Ils peuvent être de signalisation ou de balisage, de jalonnement ou d’alignement, et même de paradis et d’enfer : les phares, bien sûr. A Saint-Nazaire, ville tournée vers l’océan, avec un port et un chenal de navigation dans un milieu difficile et dangereux (l’estuaire de la Loire), plusieurs phares font partie du paysage.
Je propose de vous amener au pied des phares nazairiens en deux articles.
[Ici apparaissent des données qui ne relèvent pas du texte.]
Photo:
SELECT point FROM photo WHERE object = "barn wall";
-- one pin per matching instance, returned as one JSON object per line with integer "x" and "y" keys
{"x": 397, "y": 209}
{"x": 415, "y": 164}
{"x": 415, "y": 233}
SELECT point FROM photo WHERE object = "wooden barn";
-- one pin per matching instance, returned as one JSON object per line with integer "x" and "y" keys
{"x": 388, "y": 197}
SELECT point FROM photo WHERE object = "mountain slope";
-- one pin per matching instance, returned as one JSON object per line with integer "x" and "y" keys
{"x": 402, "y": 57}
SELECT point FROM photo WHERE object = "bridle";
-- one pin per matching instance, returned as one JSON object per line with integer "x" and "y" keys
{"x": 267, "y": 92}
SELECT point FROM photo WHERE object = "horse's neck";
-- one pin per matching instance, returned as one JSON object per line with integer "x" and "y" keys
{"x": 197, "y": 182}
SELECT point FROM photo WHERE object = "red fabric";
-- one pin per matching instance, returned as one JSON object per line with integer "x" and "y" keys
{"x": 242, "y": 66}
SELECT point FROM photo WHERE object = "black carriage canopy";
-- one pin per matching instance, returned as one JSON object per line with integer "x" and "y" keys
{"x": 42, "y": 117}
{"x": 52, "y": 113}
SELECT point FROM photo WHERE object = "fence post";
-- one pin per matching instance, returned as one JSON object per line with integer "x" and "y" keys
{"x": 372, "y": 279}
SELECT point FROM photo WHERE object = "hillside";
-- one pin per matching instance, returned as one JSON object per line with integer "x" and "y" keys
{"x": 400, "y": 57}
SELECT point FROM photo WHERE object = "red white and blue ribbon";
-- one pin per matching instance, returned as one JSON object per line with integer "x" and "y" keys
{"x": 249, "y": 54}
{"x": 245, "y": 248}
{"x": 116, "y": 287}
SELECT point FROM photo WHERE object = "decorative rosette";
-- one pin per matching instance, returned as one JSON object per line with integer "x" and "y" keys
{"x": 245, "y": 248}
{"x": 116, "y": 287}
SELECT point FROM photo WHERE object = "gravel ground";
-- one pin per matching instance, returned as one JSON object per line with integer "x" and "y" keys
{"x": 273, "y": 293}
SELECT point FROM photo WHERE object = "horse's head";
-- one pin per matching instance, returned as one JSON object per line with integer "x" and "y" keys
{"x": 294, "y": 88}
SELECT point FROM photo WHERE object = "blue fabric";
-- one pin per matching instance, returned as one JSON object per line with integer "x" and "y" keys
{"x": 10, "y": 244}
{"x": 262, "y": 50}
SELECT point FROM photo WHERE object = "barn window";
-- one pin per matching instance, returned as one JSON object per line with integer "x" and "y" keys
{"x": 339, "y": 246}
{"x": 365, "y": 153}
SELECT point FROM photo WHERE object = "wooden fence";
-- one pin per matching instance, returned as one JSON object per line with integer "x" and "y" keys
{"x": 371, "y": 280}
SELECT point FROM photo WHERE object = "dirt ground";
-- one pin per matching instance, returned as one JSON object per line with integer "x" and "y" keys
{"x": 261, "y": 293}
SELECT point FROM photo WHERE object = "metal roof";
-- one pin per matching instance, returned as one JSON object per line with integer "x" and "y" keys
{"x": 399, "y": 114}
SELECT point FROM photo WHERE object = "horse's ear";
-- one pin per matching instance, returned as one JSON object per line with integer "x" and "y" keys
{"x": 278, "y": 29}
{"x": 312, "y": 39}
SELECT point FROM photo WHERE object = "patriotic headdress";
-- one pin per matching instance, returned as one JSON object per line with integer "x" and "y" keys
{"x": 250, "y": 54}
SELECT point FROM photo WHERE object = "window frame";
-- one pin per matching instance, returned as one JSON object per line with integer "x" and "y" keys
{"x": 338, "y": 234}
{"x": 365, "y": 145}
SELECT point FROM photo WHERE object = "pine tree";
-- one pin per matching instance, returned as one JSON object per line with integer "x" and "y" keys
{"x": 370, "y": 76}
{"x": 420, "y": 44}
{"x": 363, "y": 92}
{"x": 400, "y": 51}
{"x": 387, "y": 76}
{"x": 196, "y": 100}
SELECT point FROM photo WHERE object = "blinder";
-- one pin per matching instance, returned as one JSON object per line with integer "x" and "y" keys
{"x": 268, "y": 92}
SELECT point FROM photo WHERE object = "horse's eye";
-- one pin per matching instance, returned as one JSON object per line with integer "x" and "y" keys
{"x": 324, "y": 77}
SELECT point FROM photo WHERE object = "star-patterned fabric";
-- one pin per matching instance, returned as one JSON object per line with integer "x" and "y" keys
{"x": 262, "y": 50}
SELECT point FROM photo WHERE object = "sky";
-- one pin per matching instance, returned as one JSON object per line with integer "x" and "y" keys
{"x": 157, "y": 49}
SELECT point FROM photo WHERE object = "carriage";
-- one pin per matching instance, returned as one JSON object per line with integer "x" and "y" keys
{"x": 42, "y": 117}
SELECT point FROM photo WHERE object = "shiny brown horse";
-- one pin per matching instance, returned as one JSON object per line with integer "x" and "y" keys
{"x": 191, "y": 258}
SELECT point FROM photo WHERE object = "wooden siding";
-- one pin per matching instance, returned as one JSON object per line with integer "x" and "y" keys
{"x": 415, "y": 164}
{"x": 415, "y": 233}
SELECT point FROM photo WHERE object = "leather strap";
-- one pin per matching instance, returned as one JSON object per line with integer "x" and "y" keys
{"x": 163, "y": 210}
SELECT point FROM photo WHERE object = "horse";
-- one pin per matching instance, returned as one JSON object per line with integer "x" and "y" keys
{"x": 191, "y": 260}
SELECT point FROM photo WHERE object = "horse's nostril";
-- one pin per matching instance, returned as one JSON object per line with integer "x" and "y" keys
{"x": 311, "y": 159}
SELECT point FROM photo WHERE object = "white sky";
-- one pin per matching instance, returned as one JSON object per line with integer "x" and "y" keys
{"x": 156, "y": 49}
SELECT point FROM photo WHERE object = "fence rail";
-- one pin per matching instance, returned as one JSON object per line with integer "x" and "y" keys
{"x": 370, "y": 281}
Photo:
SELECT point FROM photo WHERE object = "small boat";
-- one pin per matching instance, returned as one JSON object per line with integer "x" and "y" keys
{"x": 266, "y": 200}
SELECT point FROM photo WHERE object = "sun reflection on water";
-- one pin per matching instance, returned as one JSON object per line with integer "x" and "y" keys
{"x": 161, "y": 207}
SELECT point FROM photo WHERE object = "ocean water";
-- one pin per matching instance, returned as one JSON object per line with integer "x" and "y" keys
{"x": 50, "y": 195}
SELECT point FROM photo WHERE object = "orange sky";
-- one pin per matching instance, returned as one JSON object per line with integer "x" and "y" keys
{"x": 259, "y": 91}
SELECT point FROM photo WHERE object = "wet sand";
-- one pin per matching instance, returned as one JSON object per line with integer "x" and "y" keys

On va commencer avec quatre phares qui peuvent faire l’objet d’une belle balade, du Vieux Môle à Villès-Martin.
Le long du front de mer
Ces quatre phares sont très faciles à voir lorsque vous vous promenez sur le front de mer et d’estuaire. Ils ont principalement pour rôle de jalonner et signaler l’arrivée dans le port. J’ai déjà eu l’occasion de vous les présenter, à l’exception du phare de Villès-Martin dont il sera question en fin d’article. N’hésitez pas à cliquer sur les liens pour retrouver les articles sur le Vieux Môle et les deux jetées.
Il y a d’abord mon petit « chouchou », le phare du Vieux Môle…
… puis les deux feux d’entrée du port, sur les jetées est et ouest :

Environ 3 km plus loin, là où la promenade du front de mer fait un grand virage à la pointe de Villès-Martin, dominant la plage de Villès-Martin se de dresse le phare de… oui, Villès-Martin !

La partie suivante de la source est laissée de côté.